Did the insurer mislead Diane?

However, to find Diane had actually been misled by the insurer we had to be satisfied that she would not have taken out the policy if the insurer had pointed out that some non-invasive cancers may not be covered. It may have depended on what Diane knew about DCIS and the difference between invasive and non-invasive cancers. Diane was also responsible for reading and understanding the insurance policy.

With a history of breast cancer in Diane’s family, we thought Diane may have decided to continue with the policy in any event.

Diane had had a stressful year. Some of that stress and inconvenience could have been alleviated if the insurer had highlighted from the beginning that there may not be cover for non-invasive cancers. We suggested the insurer pay Diane $1,000 in recognition of the stress and inconvenience caused.
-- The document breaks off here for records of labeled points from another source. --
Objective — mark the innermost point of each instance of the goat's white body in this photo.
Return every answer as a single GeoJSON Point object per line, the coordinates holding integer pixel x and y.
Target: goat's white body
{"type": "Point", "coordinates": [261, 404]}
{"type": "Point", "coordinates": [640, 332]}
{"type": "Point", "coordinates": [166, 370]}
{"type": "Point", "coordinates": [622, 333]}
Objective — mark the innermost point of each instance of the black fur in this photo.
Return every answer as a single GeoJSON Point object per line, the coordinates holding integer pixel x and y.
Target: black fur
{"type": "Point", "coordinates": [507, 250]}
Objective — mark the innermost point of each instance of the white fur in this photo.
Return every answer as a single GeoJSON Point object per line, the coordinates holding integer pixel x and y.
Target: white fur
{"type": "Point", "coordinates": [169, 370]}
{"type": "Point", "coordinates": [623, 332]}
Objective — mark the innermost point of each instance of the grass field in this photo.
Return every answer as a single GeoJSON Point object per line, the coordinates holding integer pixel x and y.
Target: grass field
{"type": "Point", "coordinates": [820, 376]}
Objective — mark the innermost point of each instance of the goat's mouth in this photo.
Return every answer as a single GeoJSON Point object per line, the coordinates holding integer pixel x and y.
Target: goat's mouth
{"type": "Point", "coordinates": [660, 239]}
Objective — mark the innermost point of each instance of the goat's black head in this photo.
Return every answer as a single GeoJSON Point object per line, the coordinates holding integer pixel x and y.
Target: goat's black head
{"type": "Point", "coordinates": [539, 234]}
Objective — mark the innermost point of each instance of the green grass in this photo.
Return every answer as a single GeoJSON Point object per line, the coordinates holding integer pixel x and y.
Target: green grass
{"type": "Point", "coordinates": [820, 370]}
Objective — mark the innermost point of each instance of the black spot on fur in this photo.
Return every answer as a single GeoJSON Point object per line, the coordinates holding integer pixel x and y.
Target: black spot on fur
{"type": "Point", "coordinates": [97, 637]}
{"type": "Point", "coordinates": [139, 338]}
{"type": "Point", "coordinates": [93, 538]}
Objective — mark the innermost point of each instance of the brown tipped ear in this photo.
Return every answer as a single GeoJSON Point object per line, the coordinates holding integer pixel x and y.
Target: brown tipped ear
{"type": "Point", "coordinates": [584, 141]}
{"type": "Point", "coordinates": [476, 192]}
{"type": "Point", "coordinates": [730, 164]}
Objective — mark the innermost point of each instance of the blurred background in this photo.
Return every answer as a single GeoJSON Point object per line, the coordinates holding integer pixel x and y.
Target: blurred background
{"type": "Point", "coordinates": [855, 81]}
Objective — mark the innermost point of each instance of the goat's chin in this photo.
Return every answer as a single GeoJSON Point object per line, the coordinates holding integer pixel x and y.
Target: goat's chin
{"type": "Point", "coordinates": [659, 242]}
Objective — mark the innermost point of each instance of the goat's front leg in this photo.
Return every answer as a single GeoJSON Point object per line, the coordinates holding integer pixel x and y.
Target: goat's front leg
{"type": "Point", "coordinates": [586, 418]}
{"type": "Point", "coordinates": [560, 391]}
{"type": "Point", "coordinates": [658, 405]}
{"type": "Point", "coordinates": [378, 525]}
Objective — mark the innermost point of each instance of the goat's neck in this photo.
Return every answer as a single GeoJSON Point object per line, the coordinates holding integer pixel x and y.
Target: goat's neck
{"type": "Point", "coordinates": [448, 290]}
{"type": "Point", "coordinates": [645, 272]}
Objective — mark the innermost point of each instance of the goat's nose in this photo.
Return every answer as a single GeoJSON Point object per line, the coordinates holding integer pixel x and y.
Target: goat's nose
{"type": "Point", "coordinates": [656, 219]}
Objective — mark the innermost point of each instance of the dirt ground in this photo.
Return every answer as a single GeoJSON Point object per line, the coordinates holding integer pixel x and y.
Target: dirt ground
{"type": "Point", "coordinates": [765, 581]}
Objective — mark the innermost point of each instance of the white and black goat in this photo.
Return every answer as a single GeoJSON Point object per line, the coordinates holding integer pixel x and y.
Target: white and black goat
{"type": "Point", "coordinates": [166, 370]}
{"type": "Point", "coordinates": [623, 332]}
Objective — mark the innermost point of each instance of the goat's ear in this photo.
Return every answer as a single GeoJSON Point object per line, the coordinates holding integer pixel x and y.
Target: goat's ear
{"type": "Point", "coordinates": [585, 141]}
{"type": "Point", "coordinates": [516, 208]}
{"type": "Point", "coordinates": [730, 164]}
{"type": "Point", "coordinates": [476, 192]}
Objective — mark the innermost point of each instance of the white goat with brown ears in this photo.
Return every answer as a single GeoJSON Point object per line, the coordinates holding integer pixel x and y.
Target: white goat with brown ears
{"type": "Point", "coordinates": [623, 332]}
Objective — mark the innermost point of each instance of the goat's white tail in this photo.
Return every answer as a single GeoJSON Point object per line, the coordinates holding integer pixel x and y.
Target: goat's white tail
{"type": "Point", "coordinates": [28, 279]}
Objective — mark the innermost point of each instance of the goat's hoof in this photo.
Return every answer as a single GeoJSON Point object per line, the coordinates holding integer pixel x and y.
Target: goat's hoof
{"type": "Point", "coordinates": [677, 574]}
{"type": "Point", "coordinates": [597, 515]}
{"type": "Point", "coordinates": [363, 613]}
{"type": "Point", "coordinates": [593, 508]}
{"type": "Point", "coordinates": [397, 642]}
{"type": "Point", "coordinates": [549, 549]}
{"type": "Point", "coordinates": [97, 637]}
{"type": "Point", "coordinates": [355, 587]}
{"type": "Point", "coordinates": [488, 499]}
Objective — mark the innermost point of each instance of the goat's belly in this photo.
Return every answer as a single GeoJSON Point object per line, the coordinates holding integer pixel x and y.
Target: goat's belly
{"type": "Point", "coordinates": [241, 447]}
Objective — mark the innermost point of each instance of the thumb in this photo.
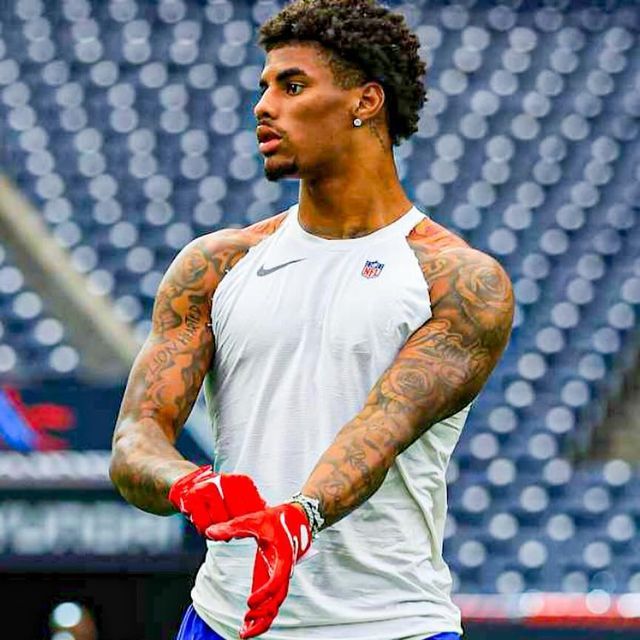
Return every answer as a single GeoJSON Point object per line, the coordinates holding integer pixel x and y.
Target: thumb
{"type": "Point", "coordinates": [242, 527]}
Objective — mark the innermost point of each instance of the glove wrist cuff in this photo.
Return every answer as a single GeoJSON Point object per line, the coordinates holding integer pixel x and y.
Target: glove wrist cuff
{"type": "Point", "coordinates": [312, 510]}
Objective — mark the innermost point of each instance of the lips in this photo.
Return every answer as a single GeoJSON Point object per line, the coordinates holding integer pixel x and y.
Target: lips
{"type": "Point", "coordinates": [268, 138]}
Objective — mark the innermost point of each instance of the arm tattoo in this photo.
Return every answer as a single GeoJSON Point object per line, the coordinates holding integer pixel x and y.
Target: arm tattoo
{"type": "Point", "coordinates": [167, 374]}
{"type": "Point", "coordinates": [439, 370]}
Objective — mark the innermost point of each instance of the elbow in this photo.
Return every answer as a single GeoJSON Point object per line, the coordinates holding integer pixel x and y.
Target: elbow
{"type": "Point", "coordinates": [118, 464]}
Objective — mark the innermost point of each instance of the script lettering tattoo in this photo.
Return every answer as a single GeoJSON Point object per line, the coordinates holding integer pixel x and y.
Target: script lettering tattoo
{"type": "Point", "coordinates": [167, 375]}
{"type": "Point", "coordinates": [439, 370]}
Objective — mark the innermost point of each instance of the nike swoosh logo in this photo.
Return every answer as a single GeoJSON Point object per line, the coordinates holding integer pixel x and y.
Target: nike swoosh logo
{"type": "Point", "coordinates": [262, 271]}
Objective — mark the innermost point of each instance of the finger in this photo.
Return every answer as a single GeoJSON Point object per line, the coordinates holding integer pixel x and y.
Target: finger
{"type": "Point", "coordinates": [244, 498]}
{"type": "Point", "coordinates": [280, 575]}
{"type": "Point", "coordinates": [243, 527]}
{"type": "Point", "coordinates": [199, 516]}
{"type": "Point", "coordinates": [226, 531]}
{"type": "Point", "coordinates": [269, 607]}
{"type": "Point", "coordinates": [260, 570]}
{"type": "Point", "coordinates": [255, 627]}
{"type": "Point", "coordinates": [204, 492]}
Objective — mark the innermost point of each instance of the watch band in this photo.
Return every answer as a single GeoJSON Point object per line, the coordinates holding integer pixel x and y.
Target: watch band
{"type": "Point", "coordinates": [311, 507]}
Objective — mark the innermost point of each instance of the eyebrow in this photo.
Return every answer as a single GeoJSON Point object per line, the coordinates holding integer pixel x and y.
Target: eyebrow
{"type": "Point", "coordinates": [286, 73]}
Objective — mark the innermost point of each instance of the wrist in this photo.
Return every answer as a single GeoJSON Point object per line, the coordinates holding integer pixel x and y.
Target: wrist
{"type": "Point", "coordinates": [312, 510]}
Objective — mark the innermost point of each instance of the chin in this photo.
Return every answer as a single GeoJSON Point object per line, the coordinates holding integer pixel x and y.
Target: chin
{"type": "Point", "coordinates": [274, 171]}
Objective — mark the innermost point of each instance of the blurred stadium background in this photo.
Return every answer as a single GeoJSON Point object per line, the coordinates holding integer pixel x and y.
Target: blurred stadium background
{"type": "Point", "coordinates": [126, 130]}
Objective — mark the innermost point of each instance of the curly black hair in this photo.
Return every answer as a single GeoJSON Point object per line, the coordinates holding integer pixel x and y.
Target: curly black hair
{"type": "Point", "coordinates": [363, 41]}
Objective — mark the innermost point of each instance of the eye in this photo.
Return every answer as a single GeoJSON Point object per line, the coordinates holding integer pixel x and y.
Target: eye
{"type": "Point", "coordinates": [293, 85]}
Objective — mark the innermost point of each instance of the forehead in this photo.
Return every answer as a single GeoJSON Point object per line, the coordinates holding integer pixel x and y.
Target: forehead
{"type": "Point", "coordinates": [307, 57]}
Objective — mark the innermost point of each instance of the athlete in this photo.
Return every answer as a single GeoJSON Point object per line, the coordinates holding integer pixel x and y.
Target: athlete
{"type": "Point", "coordinates": [340, 343]}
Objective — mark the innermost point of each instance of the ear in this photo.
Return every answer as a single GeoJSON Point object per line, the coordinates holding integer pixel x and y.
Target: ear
{"type": "Point", "coordinates": [371, 101]}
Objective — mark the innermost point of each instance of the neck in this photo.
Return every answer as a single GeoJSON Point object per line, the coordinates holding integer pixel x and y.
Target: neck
{"type": "Point", "coordinates": [354, 200]}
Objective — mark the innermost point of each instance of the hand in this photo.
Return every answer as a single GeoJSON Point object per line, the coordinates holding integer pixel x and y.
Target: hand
{"type": "Point", "coordinates": [283, 535]}
{"type": "Point", "coordinates": [206, 497]}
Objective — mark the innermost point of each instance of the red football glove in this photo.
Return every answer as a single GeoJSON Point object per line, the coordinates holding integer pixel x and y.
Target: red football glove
{"type": "Point", "coordinates": [206, 497]}
{"type": "Point", "coordinates": [283, 536]}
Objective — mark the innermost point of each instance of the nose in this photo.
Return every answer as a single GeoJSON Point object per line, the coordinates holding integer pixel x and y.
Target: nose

The insurer did not accept it had caused Diane stress and inconvenience, however, agreed to pay Diane $1,000 on an ex-gratia basis. Diane did not accept our decision and said she would seek legal advice.


Our insight

Even if it may seem to lead to an unfair result, our role is to assess the particular medical facts against the particular policy wording in determining on a case by case basis whether or not there is cover. We could understand Diane’s disappointment with the outcome and highlighted to the insurer that it may wish to consider amending its standard letters.